Zaid bin Haritsah yang masih kecil itu dijual di pasar Ukadz di Makkah, ia
dibeli oleh Hakim bin Hizam. Oleh Hakim, ia diberikan
kepada bibinya, Khadijah binti Khuwailid, yang tak lain adalah istri Nabi SAW,
dan akhirnya ia diberikan kepada Nabi SAW untuk menjadi khadam (pelayan)
beliau. Walau saat itu Nabi SAW belum diangkat menjadi Nabi dan Rasul, tetapi
pendidikan yang diperoleh Zaid dari beliau merupakan pendidikan berbasis akhlak
mulia, didikan yang berbasis kenabian yang menaikkan derajadnya, dan
mengantarnya menjadi salah seorang kelompok sahabat as sabiqunal awwalin.
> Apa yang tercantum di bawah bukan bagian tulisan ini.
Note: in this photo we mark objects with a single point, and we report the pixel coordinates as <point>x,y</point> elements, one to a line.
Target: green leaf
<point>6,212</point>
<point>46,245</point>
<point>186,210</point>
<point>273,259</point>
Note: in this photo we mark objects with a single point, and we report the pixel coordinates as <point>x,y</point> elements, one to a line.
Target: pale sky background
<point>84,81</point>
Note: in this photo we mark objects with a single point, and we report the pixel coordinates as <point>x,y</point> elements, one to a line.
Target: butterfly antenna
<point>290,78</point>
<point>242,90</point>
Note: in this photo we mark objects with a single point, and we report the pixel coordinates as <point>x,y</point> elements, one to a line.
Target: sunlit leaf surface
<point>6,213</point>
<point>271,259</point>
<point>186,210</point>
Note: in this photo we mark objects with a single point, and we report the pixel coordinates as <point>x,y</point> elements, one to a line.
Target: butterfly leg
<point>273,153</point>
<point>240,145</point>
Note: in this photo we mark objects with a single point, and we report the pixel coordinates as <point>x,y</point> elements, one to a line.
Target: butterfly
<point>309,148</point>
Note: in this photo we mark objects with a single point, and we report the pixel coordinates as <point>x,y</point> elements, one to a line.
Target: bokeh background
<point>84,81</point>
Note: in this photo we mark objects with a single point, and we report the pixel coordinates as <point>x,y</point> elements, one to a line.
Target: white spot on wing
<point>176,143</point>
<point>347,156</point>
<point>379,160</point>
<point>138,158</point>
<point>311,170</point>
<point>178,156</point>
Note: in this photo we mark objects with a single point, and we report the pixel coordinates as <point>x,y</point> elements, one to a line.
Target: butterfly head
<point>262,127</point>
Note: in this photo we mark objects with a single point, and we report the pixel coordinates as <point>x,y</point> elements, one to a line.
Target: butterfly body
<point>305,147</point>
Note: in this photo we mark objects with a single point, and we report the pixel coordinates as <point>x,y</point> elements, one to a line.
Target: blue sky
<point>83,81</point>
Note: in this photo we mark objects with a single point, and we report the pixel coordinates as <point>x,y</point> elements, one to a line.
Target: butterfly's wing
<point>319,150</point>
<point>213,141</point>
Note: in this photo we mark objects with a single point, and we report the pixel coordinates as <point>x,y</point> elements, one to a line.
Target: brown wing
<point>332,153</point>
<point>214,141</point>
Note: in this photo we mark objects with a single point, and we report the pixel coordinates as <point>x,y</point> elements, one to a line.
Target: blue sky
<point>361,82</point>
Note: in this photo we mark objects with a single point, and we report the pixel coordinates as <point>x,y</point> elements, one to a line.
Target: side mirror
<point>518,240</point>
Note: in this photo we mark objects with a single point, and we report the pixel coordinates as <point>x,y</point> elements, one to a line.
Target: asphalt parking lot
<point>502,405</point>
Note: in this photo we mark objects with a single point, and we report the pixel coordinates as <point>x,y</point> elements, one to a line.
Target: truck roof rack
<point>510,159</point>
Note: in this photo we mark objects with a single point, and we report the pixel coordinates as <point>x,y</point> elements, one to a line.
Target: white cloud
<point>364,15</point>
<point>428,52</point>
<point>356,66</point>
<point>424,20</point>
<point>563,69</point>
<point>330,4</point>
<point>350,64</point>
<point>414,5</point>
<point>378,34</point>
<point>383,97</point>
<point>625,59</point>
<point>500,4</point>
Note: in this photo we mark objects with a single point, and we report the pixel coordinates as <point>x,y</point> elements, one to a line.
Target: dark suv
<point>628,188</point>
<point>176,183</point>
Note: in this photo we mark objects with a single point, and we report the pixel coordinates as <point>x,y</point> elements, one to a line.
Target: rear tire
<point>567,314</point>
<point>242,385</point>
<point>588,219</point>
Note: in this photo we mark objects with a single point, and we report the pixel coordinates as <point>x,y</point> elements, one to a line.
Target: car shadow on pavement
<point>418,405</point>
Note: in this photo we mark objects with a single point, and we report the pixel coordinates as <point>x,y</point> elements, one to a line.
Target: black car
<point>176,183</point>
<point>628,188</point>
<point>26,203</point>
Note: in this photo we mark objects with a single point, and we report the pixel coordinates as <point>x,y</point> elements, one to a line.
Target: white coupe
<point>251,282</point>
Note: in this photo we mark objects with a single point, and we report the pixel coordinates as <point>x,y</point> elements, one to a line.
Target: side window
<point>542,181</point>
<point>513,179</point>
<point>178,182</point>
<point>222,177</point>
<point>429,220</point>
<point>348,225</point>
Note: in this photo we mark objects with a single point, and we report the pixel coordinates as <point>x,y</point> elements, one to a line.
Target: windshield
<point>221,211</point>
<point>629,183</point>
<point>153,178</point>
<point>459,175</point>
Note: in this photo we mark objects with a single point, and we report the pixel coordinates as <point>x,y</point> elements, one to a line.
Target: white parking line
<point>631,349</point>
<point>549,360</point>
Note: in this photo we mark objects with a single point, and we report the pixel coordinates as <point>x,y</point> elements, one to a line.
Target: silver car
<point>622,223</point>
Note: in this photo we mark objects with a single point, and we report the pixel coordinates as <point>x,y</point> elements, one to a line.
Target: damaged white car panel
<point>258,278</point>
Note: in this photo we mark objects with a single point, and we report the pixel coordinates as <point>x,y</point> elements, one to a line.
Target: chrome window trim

Ketika ayahnya, Haritsah mendengar kabar bahwa putranya dimiliki oleh
seorang keluarga bangsawan Quraisy di Makkah, ia bergegas mengumpulkan harta
semampunya untuk menebusnya dari perbudakan. Ia
mengajak saudaranya untuk menemaninya ke Makkah. Sesampainya di Makkah, ia
menemui Nabi SAW dan berkata, "Kami datang kepada anda untuk meminta anak
kami, kami mohon anda bersedia mengembalikannya kepada kami dan menerima uang
tebusan yang tidak seberapa banyaknya ini!!"
"Tidak
harus seperti itu," Kata Nabi SAW, "Biarlah ia memilih sendiri. Jika
ia memilih anda, saya akan mengembalikannya kepada anda tanpa tebusan apapun.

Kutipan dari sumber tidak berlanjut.